As someone who is paid to write about my travels, I am aware that I’m in a very privileged position. Recently, however, I have begun to wonder whether my own approach to documenting the globe’s many highlights has lost some of its luster.
The protagonist in this malaise is a good friend whose social media fabulosity puts my meager offerings to shame. While she floods her Instagram and Facebook feeds with images of sky-high drinking dens, liquid sunsets and Champagne pool parties with babes and buff barmen in Asia’s most stirring cities and settings, my own efforts at engagement are somewhat less glamorous.
On a recent visit to Sapa in the north of Vietnam, the best I could muster was a shot of a deformed fiberglass rendition of Scooby Doo giving everyone the finger.

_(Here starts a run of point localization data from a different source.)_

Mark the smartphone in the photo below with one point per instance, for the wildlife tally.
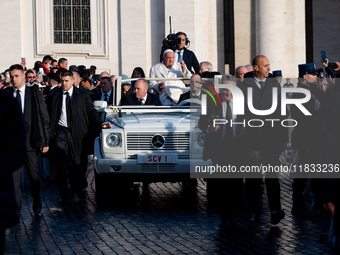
(323, 56)
(23, 61)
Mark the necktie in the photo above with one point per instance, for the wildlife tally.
(262, 84)
(19, 99)
(229, 117)
(179, 57)
(68, 109)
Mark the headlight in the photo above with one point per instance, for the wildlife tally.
(113, 140)
(201, 139)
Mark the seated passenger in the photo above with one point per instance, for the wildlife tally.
(169, 91)
(195, 89)
(141, 95)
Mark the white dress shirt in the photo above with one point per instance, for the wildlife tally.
(108, 96)
(63, 115)
(22, 96)
(257, 81)
(176, 54)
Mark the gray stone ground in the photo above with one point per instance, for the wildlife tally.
(160, 219)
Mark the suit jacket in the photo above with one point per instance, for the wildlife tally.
(98, 96)
(267, 140)
(191, 61)
(160, 71)
(12, 155)
(227, 148)
(303, 136)
(83, 113)
(131, 99)
(36, 117)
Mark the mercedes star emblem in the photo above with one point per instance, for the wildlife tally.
(158, 141)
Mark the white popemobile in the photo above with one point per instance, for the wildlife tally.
(146, 143)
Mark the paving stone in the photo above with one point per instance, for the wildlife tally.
(159, 219)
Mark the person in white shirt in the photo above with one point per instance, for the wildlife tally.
(169, 91)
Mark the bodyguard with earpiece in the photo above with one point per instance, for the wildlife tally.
(182, 53)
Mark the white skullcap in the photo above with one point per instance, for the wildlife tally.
(166, 51)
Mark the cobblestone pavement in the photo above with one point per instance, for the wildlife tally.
(159, 219)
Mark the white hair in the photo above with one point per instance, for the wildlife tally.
(166, 51)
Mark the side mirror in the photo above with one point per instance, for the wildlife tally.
(100, 106)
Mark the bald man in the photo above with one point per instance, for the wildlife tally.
(266, 142)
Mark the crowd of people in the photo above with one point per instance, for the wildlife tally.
(53, 106)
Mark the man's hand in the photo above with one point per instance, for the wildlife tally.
(44, 149)
(184, 69)
(329, 207)
(214, 129)
(338, 66)
(106, 125)
(325, 63)
(255, 155)
(161, 86)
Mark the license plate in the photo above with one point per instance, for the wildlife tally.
(158, 158)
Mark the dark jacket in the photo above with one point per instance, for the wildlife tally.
(98, 96)
(83, 113)
(36, 117)
(267, 140)
(304, 134)
(191, 61)
(12, 155)
(151, 99)
(227, 149)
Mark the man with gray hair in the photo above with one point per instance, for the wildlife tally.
(224, 145)
(169, 91)
(141, 95)
(205, 66)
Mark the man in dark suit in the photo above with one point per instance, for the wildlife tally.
(182, 53)
(71, 112)
(106, 91)
(304, 134)
(224, 145)
(195, 91)
(37, 138)
(265, 143)
(141, 95)
(12, 157)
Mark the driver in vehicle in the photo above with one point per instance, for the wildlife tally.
(141, 96)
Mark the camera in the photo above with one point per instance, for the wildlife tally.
(170, 42)
(332, 65)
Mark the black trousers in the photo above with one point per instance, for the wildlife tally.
(67, 168)
(33, 173)
(2, 241)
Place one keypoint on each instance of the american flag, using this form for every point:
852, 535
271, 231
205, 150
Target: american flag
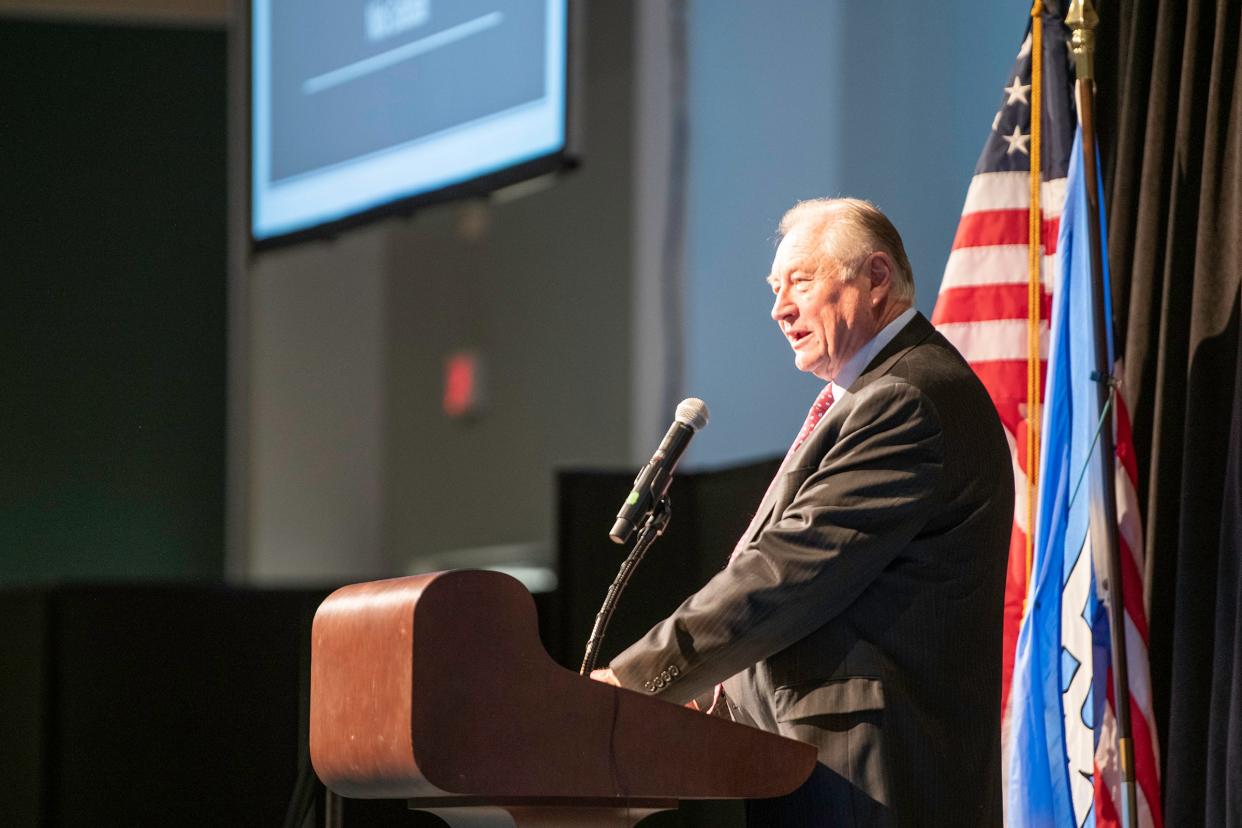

I “like” (but don’t actually love) nearly everything she posts, because (a) she is a friend and (b) I’m as disingenuous on social media as the next person. Pettily, I don’t appreciate her posts because they tend to gain way more traction than my pithy observations about racist toothpaste brands in Thailand and suggestive menu misspellings in India.
Most of all, though, I don’t adore them because they aren’t even particularly representative of how she feels about traveling. On a recent trip with her, to Annapurna base camp in Nepal, hours were lost as she paused for a succession of interminable photo shoots.